Linton Kirk

Religious Buildings
Linton kirk is one of the most attractive and interesting churches in Teviotdale, with fine views across the Kale valley

About Linton Kirk

Built in the twelfth century, the building was adapted at the Reformation for Presbyterian worship, but in the early twentieth century was returned to something approaching its original form by the minister James Leishman. He returned the Norman font and other sculptured stones to the interior, rebuilt the chancel arch and created a chancel with choir stalls – very ‘high-church’ for a Presbyterian! The result is a homely and attractive worship space, with some fine early-twentieth century stained glass – the east window shows the resurrection, while the four rectangular windows are to a design by the renowned artist Herbert Hendrie. There is also Millenium artwork at the rear of the church. There are interesting old gravestones in the churchyard one of which, a figure reading the Bible (a distinctive grave-motif of the Borders), has been used as a memorial within the church itself. Hand-held boards with information about the features of the church, both old and new, are available for visitors.
The church stands proud on a distinctive mound and there are wonderful views across the valley. Local myth has it that the mound was laboriously created by two sisters to save the life of their brother, who had slain a priest. Above the doorway of the church is a very worn stone from the twelfth century showing a knight slaying a dragon. Although probably intended to represent St George another local myth says it shows Sir William de Somerville slaying the Linton worm, which lived in a cave on Linton Hill.

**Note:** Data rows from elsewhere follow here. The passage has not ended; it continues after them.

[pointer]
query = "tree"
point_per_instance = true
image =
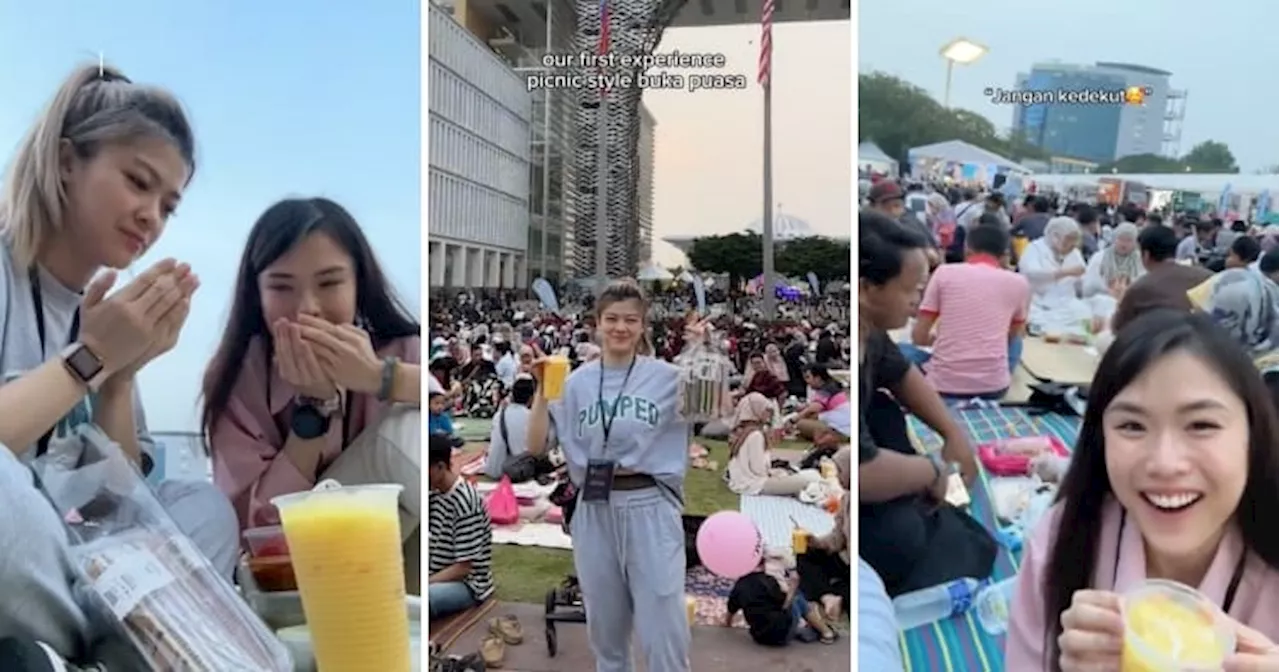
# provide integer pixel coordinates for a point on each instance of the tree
(826, 257)
(1208, 156)
(1211, 156)
(899, 115)
(1144, 163)
(740, 255)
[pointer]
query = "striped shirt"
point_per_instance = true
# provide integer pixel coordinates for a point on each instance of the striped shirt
(461, 531)
(976, 305)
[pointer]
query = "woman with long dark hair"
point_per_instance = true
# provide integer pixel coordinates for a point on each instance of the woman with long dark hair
(316, 375)
(1176, 476)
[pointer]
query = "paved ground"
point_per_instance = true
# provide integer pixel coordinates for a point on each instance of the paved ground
(716, 649)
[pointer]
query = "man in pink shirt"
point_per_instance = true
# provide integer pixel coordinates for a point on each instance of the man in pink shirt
(973, 315)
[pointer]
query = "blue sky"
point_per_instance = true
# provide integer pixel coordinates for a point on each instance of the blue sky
(287, 99)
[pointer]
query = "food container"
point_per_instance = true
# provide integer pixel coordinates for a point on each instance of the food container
(273, 575)
(266, 542)
(704, 384)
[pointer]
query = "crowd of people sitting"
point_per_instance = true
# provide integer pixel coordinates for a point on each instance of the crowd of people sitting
(315, 376)
(1166, 301)
(487, 360)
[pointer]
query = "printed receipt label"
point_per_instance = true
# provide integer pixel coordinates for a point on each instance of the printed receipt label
(135, 572)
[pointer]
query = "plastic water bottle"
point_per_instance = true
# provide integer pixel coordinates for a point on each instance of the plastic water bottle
(935, 603)
(993, 603)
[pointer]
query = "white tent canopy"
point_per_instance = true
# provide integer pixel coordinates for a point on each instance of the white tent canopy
(653, 273)
(963, 152)
(869, 155)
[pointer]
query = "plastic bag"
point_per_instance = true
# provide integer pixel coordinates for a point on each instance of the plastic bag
(704, 383)
(141, 574)
(1013, 457)
(503, 508)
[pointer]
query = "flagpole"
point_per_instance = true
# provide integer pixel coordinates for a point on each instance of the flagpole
(602, 164)
(767, 218)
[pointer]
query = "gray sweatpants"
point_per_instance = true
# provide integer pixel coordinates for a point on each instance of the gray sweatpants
(36, 575)
(630, 560)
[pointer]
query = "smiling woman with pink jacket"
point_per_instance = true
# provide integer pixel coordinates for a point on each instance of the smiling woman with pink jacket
(318, 373)
(1169, 480)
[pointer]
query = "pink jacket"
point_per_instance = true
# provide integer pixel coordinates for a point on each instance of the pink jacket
(246, 442)
(1255, 603)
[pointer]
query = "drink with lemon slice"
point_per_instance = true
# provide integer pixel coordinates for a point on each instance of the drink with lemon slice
(1170, 627)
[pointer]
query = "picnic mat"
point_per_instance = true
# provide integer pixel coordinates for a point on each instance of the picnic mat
(533, 534)
(474, 429)
(773, 516)
(959, 643)
(711, 594)
(447, 630)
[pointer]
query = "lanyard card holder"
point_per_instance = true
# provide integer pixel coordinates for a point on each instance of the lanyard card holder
(599, 480)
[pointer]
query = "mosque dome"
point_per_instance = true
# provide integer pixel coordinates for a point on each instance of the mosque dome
(785, 227)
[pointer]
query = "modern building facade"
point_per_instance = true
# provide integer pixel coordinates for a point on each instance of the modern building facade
(479, 117)
(1104, 132)
(644, 187)
(563, 176)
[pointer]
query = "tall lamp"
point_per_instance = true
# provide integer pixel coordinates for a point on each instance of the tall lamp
(963, 51)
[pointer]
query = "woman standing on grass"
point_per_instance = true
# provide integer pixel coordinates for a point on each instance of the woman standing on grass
(626, 447)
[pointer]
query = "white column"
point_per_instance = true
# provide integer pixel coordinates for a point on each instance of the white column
(475, 268)
(435, 264)
(460, 266)
(493, 269)
(508, 270)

Sir William killed the beast by fastening burning peats to his lance and ramming the blazing bundle down its throat.
Looking across the valley from the kirk door you can also see a slightly lower mound. This was the site of Linton Tower. In July 1522 four thousand English troops invaded the area in one of the periodic disputes which occurred during the reign of Henry VIII. Linton Tower was destroyed although the sixteen defenders were saved from the blaze ‘by reason of a gable of the house that was of stone, and the wind that was their friend’. Linton was again attacked during Henry’s assault on southern Scotland in the 1540s and after that date the tower was never rebuilt.
At the other end of Linton parish, about 4½ miles north-east, The Rev James Leishman also built a small chapel to help him minister to the needs of his scattered parishioners. Built on the site of a medieval chapel and still in occasional use, Hoselaw Chapel offers spectacular views – in this case over Hoselaw Loch and the Cheviots. Again built in Romanesque style, this small building has an apse with a tiny window showing Christ holding a communion cup while its roof is decorated with angels.
Like all churches in the parish this peaceful place is open during daylight hours.